N’allez pas non plus penser que les esprits que j’ai passé sous silence sont moins intéressants, au contraire, il y en a pour tous les goûts, y compris les plus bizarres. Gestion de la temporalité, pouvoirs aléatoires, dégâts qui ne disparaissent pas d’une manche à l’autre, focus sur les éléments, chaque esprit de Terre Fracturée propose un challenge original et intéressant. Evidemment, l’extension vient également avec son lot de scénarios et surtout d’adversaires, qui proposent des puzzles différents, qui vont mettre l’accent sur la gestion des constructions, ou bien renforcer la défense des villages, et ainsi de suite. Cela oblige la plupart du temps à sortir de son schéma classique de gestion des envahisseurs, et l’échelle de difficulté très fine permet de se concocter un défi aux petits oignons.
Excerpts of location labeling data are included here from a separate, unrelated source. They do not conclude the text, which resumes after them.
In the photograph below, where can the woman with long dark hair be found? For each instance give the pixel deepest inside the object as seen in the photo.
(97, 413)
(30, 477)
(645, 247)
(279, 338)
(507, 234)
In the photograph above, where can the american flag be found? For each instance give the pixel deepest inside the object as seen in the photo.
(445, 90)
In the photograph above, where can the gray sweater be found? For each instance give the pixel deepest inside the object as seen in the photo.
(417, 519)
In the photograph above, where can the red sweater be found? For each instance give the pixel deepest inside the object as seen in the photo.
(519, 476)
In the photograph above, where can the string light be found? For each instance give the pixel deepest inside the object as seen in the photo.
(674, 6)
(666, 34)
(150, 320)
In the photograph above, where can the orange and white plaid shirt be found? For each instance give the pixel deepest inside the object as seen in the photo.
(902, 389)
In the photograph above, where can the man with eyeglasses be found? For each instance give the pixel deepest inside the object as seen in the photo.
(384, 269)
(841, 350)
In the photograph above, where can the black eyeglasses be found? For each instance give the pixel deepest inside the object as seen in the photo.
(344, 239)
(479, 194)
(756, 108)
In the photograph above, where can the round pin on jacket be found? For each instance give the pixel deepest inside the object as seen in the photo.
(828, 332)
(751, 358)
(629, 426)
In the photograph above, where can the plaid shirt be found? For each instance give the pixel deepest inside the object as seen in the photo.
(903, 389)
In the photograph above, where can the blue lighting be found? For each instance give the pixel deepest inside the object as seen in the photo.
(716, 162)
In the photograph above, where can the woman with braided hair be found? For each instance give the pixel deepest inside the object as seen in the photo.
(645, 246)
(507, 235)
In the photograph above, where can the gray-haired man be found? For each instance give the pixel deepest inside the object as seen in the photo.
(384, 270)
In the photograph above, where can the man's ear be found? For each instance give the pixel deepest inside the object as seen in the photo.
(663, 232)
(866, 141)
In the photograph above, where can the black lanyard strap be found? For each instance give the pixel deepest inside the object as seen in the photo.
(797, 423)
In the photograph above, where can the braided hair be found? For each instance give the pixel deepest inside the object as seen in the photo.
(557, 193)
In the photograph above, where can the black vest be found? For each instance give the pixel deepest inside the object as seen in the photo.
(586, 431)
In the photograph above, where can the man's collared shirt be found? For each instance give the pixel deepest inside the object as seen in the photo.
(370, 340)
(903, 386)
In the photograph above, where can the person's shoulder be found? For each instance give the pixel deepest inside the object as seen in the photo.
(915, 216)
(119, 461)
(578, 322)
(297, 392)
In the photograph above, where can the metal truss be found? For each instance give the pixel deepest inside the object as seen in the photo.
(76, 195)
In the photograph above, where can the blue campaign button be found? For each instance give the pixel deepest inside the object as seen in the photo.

D’ailleurs, une fois qu’on y a goûté, aux adversaires, pas aux oignons, suivez un peu, il est difficile de retourner à une configuration sans, qui parait en comparaison un peu trop directe et même simple.

Venez, n’ayez pas peur…

Simple, Spirit Island ? D’accord, le mot est fort, et sans doute faux. Mais j’ai choisi en rédigeant cet article, de m’adresser à une toute petite niche, celle des joueurs qui ont osé franchir le pas et ouvrir la boite de Spirit Island, et qui ont aimé ça, et qui ont eu envie d’approfondir le concept et de se mesurer à plus dur, plus complexe, plus bizarre. A ces gens-là, je leur dis sans détour, foncez, c’est de la boulette. Et pour tous les autres ? Croyez-moi, j’aimerais écrire que n’importe qui peut jouer à Spirit Island, parce que le jeu n’est pas si compliqué à expliquer, et que les actions entreprises par les joueurs ont des conséquences souvent immédiates. Mais je sais que certains resteront complètement réfractaires. Et pour ceux qui n’ont pas encore essayé, je ne peux que leur conseiller de se mesurer à la boite de base, et s’ils ne sont pas parti en courant, de découvrir la richesse de Terre Fracturée. On atteint là l’un des summums de l’expérience solo ou coopérative en jeu de société.